DeKalb Mayor Cohen Barnes said he believes the amended video gambling ordinance is a win-win for the city and the restriction deliberations weren’t rushed.
“This is a great compromise for, I think, everyone concerned that we are still allowing this to move forward,” Barnes said. “We’re just restricting a certain number of it. Future councils can always change it, absolutely. This is just what we’re deciding right now is what we believe is best for the city of DeKalb.”
Also under the amended ordinance, there are five businesses – Keg and Kernel by Tangled Roots Brewing Company, La Calle Bar and Music Venue, Lord Stanley’s and the Annex, Tapa La Luna and The Grove Tavern – that would become eligible for a video gambling license.
This is just what we’re deciding right now is what we believe is best for the city of DeKalb.”— DeKalb Mayor Cohen Barnes
DeKalb resident Duane Brown urged the Council to make the city more business-friendly.
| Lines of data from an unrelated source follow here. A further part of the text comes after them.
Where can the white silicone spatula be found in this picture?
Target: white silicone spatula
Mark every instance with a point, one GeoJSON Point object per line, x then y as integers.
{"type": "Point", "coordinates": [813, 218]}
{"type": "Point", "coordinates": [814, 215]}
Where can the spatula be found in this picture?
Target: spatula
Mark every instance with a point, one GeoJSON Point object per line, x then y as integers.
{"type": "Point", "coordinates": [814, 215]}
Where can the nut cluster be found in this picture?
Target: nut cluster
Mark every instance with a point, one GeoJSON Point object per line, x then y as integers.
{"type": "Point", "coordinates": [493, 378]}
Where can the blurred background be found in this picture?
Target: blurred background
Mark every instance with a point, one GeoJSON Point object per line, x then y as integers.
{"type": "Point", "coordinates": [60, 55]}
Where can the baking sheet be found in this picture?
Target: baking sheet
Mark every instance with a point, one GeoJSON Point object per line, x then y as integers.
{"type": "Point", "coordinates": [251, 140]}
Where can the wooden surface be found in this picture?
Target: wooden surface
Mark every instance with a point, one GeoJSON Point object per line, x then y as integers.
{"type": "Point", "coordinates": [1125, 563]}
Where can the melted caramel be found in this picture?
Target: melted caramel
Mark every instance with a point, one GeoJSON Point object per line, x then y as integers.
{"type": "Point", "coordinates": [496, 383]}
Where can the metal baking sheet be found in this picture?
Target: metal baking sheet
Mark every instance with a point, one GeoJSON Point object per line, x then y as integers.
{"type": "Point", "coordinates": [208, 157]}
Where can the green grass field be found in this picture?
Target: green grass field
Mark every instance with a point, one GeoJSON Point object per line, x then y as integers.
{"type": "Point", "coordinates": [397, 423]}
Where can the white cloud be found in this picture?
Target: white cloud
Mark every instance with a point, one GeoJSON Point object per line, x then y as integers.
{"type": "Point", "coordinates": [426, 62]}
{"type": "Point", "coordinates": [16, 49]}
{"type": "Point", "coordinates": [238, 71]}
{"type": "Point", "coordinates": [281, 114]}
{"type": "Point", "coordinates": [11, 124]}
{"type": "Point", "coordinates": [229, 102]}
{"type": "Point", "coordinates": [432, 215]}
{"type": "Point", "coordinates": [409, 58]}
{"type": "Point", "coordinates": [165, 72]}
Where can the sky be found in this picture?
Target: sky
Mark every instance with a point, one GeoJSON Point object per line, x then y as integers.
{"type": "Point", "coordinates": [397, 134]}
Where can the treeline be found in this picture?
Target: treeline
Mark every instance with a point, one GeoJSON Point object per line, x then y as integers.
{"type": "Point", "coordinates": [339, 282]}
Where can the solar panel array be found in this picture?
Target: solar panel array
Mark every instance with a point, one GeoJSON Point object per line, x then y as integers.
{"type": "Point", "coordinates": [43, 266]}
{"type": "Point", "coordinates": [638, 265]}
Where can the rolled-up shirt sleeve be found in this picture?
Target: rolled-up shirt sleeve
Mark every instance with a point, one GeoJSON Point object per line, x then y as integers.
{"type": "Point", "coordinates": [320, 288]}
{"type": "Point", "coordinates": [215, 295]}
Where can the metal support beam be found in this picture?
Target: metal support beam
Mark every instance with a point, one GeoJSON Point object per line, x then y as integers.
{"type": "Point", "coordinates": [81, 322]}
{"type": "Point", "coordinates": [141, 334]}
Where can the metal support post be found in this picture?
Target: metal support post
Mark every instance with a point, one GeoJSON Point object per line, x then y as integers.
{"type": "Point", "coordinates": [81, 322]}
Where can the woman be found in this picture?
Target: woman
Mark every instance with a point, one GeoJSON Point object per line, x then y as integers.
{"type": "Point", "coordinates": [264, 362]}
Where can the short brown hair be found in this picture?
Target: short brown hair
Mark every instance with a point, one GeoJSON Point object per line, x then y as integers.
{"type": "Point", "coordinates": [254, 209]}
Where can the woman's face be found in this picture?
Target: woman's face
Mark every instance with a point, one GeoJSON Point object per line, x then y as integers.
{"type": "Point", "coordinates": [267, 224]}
“We don’t need unnecessary and restrictive regulations regarding the number of video gaming establishments in the city,” Brown said. “This is already a highly regulated industry by the state. Don’t put a cap on the number of establishments. This has cost and will cost prospective businesses to seek permits in other cities. Quite frankly, the free market does a much better job of determining a proper number than the City Council does.”
Discussion on this topic previously arose at the council’s meeting held earlier this month. During that meeting, the City Council extended a request made by Jeff Dobie of Blue Ridge LLC for a liquor and video gambling license in order to operate a proposed 6,090 square-foot building, across from Fatty’s Pub and Grill. Action taken by city leaders at the time provides that there will be 11 video gambling establishments allowed in town.
At a maximum, a licensed establishment is allowed to have up to six video gambling terminals for patrons to use, according to city documents.
In 2022, the city took in $391,000 in tax revenue from the terminals, the highest annual revenue to date, according to city records. License fees brought in $96,000 for the terminals in 2022.
Sixth Ward Alderman Mike Verbic questioned where all the money generated from the city’s video gambling would go.
“Will this be a part of a budget discussion then, or we will direct you to carve out a specific amount of future proceeds from gaming?” Verbic asked.
City Manager Bill Nicklas replied, saying revenue generated from area video gambling goes to city’s general fund. He expressed some hesitancy about setting aside funding to area social service agencies to address the issues with gambling.
“We don’t know yet about quality, what they’re bringing and if they’re successful and all that,” Nicklas said.
Verbic, who said he’s opposed to video gambling, said he supports the council’s decision but believes more action is needed for people susceptible to gambling addictions.
“I feel like we should be dedicating a portion of whether it’s monies we’ve already collected or future monies to address that issue specifically,” Verbic said. “We don’t provide counseling from the city of DeKalb but how can we be a better partner to help people that are taken by this gambling.”